An Arizona-based aerospace company announced Thursday it will launch commercial missions from the Mid-Atlantic Regional Spaceport at NASA Wallops Flight Facility in Virginia.
Vector Space Systems officials and Virginia Secretary of Transportation Aubrey Layne announced during a demonstration of the Vector-R launch vehicle at Launch Pad 0-B on Wallops Island that Vector has contracted to conduct three commercial orbital missions in the next two years from the Wallops spaceport, with an option for five additional launches.
"The addition of Vector as the newest customer at the spaceport helps establish Wallops Island in Virginia as a leading industry hub and a great way to maximize economic impact for our citizens here on the Eastern Shore," Layne said.
The company is working with the spaceport on a launch schedule that gets it flying to orbit by next summer, according to John Garvey, chief technology officer of Vector Space Systems.
Garvey said the company is "trying to take the best of what works at a big level — but sometimes you can tailor it at a smaller level to optimize it in a better way."
The Vector-R rocket is a small launch vehicle designed for frequent nanosatellite payload launches weighing up to 66 kilograms, according to a NASA news release.
The rocket is designed for more than 100 flights per year.
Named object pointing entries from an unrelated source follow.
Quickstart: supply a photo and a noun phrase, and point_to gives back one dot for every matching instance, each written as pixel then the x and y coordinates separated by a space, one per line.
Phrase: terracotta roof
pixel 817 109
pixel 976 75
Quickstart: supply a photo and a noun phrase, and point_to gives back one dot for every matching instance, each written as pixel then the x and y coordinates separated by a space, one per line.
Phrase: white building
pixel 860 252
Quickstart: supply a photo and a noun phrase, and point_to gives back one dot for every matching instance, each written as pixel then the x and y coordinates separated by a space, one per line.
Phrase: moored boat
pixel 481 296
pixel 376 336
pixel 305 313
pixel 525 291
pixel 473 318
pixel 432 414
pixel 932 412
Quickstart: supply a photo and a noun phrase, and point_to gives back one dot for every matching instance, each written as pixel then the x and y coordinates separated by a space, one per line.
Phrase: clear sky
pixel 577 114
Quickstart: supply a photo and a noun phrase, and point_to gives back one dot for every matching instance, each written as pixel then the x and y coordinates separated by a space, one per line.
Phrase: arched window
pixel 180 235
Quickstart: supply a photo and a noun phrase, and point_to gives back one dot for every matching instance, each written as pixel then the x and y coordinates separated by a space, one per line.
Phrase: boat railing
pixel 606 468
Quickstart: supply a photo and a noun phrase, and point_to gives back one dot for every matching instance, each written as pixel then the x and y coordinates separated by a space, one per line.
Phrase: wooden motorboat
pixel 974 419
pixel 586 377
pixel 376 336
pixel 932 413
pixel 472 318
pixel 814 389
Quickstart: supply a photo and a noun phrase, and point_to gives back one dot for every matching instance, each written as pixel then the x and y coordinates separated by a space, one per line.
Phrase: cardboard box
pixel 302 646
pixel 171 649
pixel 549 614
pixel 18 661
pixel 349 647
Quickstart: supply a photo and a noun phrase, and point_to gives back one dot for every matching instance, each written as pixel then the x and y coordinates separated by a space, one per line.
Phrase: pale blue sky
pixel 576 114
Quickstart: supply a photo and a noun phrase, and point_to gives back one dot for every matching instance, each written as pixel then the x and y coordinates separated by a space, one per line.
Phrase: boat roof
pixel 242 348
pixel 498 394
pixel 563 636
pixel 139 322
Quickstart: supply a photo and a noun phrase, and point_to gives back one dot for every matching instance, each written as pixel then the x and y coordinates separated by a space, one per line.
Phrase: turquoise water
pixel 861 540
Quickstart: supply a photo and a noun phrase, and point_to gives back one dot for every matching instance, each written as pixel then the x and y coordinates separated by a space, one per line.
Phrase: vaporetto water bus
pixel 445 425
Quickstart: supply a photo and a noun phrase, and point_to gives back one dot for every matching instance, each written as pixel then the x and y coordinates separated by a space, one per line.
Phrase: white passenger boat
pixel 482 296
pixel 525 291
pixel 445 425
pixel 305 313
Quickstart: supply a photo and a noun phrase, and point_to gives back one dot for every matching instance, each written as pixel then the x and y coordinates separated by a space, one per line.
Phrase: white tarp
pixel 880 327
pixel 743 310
Vector's objective is to provide quick access to space for commercial customers.
"They want to go yesterday, and that's the time frame we're working on. And that's what we're offering, is dedicated launch, so that, when those customers sign up, they can go in a matter of days or months, not two years," Garvey said.
While the initial agreement is for three launches and an option for five more, Garvey said that "if we hit our business plan, we will blow through that much quicker than two years ... We hope we're coming back to Dale (Nash, executive director of the spaceport) saying, 'Hey, we need another 10 launches in the next three months' ... That's the type of stuff we're looking at."
The ability to accommodate such a quick turnaround and so many launches is "a major reason why we're here," he said, noting the Mid-Atlantic Regional Spaceport staff "get it."
"We need flexibility, we need to be able to move fast, we need certainty," is what Vector hears from its customers, Garvey said, adding, "There's only very few (launch sites) that have the ability to act that way — and this is one of those."
The company hopes to show it can launch "in a day, or half a day,", if needed, from Wallops.
"The Commonwealth's support for space is evident in the continued investment in infrastructure here at Wallops," Layne said, noting the development over the past few years of two launch pads and an unmanned aerial systems airfield on Wallops Island, as well as of Wallops Research Park on the mainland.
Layne also serves as chairman of the Virginia Space Flight Authority Board of Directors.
The state has "a clear objective of attracting new businesses" in the space industry, he said.
"We have over $150 million, and climbing, of investment here at Wallops, and we want to make sure that our citizens see a return, so we're putting together a business plan that uses those facilities," he said.
"It's not just about going to the space station, which we do with our partners at Orbital — but we're prepared for the future with unmanned systems," he said, adding, "It's really great to see that Virginia's at the vanguard of this ... We want to develop a world-class asset here at Wallops Island."
That asset development will include construction of a new, dedicated payload facility on Wallops Island, which will help companies like Vector get payloads on their rockets more quickly, Layne said.
"This Vector rocket is a very revolutionary idea — it is faster, it is very capable, it's almost elegant in its simplicity," said Dale Nash, Virginia Space executive director.
"Smaller rockets in large quantity is right in our wheelhouse of strength," Nash said of the spaceport and its new relationship with Vector.
Bill Wrobel, executive director of NASA Wallops Flight Facility, said small satellites, such as the payloads Vector will carry on its rockets, have become more and more viable from a science research perspective.
"We're, no kidding, doing bona fide science on these small platforms now ... that's the shape of things to come," he said.
Vector Space Systems is one of the ways "those small launchers will be able to get into orbit," Wrobel said.